Juggling Networks

Nicholas Pippenger*
e-mail: [email protected]

Department of Computer Science
The University of British Columbia
Vancouver, British Columbia V6T 1Z4
CANADA

Abstract: Switching networks of various kinds have come to occupy a prominent position in computer science as well as communication engineering. The classical switching network technology has been space-division-multiplex switching, in which each switching function is performed by a spatially separate switching component (such as a crossbar switch). A recent trend in switching network technology has been the advent of time-divisionmultiplex switching, wherein a single switching component performs the function of many switches at successive moments of time according to a periodic schedule. This technology has the advantage that nearly all of the cost of the network is in inertial memory (such as delay lines), with the cost of switching elements growing much more slowly as a function of the capacity of the network.

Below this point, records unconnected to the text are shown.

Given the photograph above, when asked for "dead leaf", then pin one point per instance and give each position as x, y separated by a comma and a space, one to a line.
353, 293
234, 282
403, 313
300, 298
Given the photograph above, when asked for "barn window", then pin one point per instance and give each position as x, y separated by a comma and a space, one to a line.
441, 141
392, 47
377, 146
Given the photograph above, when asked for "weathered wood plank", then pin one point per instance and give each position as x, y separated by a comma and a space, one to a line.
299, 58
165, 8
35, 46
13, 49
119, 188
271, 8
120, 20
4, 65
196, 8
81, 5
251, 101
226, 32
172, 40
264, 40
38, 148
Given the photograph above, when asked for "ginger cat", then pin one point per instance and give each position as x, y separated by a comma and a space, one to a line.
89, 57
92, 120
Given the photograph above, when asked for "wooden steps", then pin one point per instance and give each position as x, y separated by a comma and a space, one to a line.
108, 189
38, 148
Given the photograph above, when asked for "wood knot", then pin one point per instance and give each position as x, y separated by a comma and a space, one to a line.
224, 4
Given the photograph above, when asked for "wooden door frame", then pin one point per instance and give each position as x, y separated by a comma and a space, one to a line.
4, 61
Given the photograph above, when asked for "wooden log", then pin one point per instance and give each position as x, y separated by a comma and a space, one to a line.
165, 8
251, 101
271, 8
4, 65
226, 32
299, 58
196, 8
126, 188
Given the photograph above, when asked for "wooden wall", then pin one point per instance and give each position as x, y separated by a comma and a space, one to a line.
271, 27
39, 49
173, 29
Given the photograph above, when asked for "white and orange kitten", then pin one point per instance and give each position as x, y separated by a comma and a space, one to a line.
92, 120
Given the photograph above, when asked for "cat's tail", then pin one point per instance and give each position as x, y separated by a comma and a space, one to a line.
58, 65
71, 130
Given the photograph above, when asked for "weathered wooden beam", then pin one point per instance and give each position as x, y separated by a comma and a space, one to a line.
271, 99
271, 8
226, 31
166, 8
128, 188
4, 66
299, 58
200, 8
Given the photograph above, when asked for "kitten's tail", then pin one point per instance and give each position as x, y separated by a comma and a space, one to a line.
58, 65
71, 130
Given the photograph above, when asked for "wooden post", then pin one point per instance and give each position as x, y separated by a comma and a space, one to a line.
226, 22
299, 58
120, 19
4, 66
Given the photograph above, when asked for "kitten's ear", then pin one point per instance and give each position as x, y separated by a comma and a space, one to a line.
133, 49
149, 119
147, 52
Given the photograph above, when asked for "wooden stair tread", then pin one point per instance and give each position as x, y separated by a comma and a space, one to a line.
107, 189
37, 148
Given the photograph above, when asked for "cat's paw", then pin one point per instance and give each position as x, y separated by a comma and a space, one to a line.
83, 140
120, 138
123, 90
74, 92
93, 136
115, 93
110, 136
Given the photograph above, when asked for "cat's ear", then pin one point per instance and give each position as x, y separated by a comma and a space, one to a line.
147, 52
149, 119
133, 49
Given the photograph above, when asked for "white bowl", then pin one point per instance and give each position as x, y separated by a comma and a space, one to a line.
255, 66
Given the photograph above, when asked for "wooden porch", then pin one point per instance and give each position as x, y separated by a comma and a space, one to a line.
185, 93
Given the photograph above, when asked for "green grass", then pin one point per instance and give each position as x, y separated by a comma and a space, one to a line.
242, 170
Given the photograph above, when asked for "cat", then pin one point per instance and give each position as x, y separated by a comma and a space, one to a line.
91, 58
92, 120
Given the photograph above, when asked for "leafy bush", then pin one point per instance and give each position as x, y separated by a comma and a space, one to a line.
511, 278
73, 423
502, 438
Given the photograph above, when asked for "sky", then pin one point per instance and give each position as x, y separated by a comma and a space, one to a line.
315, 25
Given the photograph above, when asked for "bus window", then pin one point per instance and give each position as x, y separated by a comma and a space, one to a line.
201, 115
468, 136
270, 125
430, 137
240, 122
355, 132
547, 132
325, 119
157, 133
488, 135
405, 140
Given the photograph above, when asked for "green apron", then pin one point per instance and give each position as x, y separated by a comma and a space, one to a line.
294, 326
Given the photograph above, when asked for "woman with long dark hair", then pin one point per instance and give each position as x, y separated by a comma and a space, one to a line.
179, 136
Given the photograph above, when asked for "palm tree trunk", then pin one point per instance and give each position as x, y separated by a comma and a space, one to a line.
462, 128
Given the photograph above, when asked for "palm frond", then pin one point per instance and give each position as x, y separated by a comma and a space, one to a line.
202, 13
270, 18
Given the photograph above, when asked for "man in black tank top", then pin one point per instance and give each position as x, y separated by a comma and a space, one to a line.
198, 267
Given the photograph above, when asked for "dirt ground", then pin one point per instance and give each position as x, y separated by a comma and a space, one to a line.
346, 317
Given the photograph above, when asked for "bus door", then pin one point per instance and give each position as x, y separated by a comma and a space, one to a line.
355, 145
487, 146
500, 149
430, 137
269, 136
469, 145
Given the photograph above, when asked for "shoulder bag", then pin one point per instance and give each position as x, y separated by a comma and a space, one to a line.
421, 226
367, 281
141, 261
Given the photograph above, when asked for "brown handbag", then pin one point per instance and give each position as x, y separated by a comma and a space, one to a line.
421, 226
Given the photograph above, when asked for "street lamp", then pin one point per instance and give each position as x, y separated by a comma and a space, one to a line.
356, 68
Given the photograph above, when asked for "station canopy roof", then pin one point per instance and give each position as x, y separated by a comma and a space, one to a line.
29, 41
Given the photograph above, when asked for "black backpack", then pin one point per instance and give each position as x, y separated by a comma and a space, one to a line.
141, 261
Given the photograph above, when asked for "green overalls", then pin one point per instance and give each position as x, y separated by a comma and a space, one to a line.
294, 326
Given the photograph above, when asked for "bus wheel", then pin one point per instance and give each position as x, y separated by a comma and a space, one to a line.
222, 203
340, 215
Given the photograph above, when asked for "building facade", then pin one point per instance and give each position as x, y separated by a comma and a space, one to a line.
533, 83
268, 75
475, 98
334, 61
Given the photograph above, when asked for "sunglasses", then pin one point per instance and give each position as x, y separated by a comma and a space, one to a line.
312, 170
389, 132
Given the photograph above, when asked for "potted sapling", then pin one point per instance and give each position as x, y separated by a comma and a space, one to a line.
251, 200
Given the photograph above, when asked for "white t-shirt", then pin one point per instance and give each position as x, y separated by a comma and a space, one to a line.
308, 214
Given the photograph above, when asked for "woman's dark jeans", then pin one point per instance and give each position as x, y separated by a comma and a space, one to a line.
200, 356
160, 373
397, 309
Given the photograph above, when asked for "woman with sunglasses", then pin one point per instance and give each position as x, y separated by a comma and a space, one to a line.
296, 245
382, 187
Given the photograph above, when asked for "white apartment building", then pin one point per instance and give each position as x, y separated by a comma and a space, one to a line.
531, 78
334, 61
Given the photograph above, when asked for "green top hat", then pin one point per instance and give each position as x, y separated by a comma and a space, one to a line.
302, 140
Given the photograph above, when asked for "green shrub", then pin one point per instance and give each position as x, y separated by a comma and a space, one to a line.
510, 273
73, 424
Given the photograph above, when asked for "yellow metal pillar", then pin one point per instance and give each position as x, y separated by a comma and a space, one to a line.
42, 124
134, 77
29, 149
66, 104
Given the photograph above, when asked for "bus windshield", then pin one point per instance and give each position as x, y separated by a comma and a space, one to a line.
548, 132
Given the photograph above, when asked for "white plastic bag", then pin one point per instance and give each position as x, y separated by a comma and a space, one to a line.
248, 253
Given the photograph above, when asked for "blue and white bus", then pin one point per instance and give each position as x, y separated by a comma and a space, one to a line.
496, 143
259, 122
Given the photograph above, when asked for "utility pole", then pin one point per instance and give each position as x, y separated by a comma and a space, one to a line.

In order for a classical space-division-multiplex network to be adaptable to timedivision-multiplex technology, its interconnection pattern must satisfy stringent requirements. For example, networks based on randomized interconnections (an important tool in determining the asymptotic complexity of optimal networks) are not suitable for timedivision-multiplex implementation. Indeed, time-division-multiplex implementations have been presented for only a few of the simplest classical space-division-multiplex constructions, such as rearrangeable connection networks.

This paper shows how interconnection patterns based on explicit constructions for expanding graphs can be implemented in time-division-multiplex networks. This provides time-division-multiplex implementations for switching networks that are within constant factors of optimal in memory cost, and that have asymptotically more slowly growing switching costs. These constructions are based on a metaphor involving teams of jugglers whose throwing, catching and passing patterns result in intricate permutations of the balls. This metaphor affords a convenient visualization of time-division-multiplex activities that should be of value in devising networks for a variety of switching tasks.

* This research was partially supported by an NSERC Operating Grant.